老太太拉着余嫣的手嘱咐个不停:“你这几日得辛苦些,别离了他的身,我再拨几个丫头给你,有什么事儿便叫她们做。这病人最要紧的便是有人陪着,哪怕只是说说话也能好得快些。”
余嫣一一记下,从那日起当真寸步不离地照顾萧景澄。后者也乐得享受这悠闲的养病时光,每日里不是被余嫣喂各种东西,便是逗她说话,偶尔也说起这次受伤的事情,一点点慢慢的透露给她。

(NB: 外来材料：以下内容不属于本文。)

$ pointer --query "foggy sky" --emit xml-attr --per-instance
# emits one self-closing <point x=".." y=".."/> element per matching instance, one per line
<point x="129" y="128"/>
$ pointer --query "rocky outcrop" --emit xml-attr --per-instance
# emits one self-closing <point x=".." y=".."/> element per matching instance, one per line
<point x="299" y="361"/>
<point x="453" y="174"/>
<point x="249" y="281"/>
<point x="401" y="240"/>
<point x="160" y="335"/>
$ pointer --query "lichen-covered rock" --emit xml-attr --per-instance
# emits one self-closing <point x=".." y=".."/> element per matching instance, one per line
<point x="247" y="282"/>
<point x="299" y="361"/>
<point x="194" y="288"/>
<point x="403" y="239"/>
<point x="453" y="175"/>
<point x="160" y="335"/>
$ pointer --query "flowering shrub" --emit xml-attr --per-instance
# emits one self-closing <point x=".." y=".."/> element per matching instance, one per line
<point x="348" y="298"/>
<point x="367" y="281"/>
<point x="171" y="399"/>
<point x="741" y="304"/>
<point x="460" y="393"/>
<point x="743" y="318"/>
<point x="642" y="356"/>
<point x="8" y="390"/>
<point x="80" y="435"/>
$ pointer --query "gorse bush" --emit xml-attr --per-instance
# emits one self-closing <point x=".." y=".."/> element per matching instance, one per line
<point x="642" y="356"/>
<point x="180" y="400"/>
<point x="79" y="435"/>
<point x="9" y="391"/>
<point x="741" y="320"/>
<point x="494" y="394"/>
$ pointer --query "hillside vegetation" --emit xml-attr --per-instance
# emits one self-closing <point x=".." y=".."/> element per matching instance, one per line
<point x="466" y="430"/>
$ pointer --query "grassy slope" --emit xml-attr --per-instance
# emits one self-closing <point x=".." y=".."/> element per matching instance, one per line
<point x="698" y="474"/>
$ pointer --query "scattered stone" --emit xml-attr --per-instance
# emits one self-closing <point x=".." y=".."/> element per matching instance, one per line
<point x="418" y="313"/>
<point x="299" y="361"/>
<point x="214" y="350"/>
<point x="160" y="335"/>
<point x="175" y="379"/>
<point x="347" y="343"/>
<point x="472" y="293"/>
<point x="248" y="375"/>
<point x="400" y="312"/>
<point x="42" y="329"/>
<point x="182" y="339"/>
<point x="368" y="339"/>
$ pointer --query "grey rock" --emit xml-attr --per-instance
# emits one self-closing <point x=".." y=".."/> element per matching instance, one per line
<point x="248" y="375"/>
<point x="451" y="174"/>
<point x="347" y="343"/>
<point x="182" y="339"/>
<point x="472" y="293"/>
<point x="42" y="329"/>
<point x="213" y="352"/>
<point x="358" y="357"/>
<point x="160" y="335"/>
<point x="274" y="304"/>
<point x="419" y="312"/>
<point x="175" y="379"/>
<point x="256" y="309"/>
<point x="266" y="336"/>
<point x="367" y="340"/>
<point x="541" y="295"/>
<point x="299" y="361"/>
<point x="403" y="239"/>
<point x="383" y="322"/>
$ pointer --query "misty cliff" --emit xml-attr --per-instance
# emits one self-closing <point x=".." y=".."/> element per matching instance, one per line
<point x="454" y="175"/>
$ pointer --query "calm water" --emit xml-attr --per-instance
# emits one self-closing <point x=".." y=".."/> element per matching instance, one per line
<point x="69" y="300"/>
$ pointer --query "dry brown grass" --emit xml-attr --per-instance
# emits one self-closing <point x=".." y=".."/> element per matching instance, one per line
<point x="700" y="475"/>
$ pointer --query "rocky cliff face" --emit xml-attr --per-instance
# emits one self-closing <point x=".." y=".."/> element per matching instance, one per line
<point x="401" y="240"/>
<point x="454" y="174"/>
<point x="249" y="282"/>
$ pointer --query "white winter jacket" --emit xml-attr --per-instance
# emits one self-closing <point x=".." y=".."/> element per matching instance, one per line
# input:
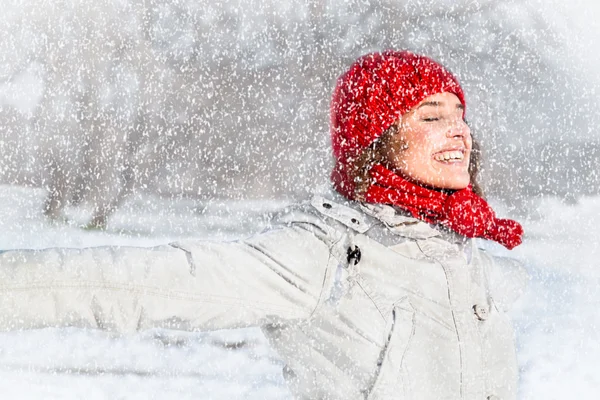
<point x="361" y="301"/>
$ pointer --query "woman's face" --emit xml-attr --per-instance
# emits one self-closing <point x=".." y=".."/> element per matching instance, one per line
<point x="433" y="144"/>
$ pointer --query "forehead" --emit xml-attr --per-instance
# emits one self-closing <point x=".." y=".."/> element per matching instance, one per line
<point x="444" y="99"/>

想不到余嫣竟比他想的更为勇敢,在得知书肆老板是匈奴人后面不改色,只淡淡道:“难怪那日王爷与他那般说话,还为几文钱费了半天唇舌。王爷是想令他们互相猜忌,好一网打尽是吗?”
萧景澄抓着她的手,淡笑道:“你这般冰雪聪明,往后倒是可以时常带在身边,做个出谋划策的女军师。”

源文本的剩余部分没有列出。